With any multi-line bus, it will communicate only one node can electrically write data to the bus at a time. If two nodes were to write at the same time, we end up with contention on the bus and data becomes corrupt. There are many numbers of schemes used to prevent contention on a bus. For example, CAN protocol used an arbitration scheme where nodes will yield to other nodes if they see a message with higher priority being sent on a bus. While flexible and easy to expand, this system does not allow for very high data rates and cannot guarantee the timely delivery of data.
FlexRay manages multiple nodes with a Time Division Multiple Access schemes. Every FlexRay node is synchronized to the same clock, and each node waits for its turn to write on the bus. Because the timing is compatible in a TDMA design, FlexRay is able to guarantee determinism or the consistency of data delivery to nodes on the network. This provides advantages for systems that depend on up-to-date data between nodes.
Embedded networks look something differs from PC-based networks. In that network, they have a closed configuration and do not change once they are assembled in the production product. This eliminates the need for additional mechanisms to automatically discover and configure devices at run-time, much like a PC, when joining a new wired or wireless network. By designing network configurations ahead of time, network designers save significant cost and increase the reliability of the network.
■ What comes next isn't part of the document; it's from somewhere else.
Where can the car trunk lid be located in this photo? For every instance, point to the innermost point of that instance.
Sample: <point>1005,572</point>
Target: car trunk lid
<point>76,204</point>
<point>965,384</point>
For a TDMA network such as FlexRay to work properly, every node should configure properly. Then, the FlexRay benchmark is conformable to maximum types of different networks and allows network designers to make trade-offs between network update speeds, deterministic data volume, and dynamic data volume among other parameters.
Each FlexRay network may be different, so each node must be programmed with proper network parameters before it can participate on the bus. To manage the facilities of network configurations between all nodes, FlexRay committee systematized standard for the storage and transfer of these parameters in the engineering process.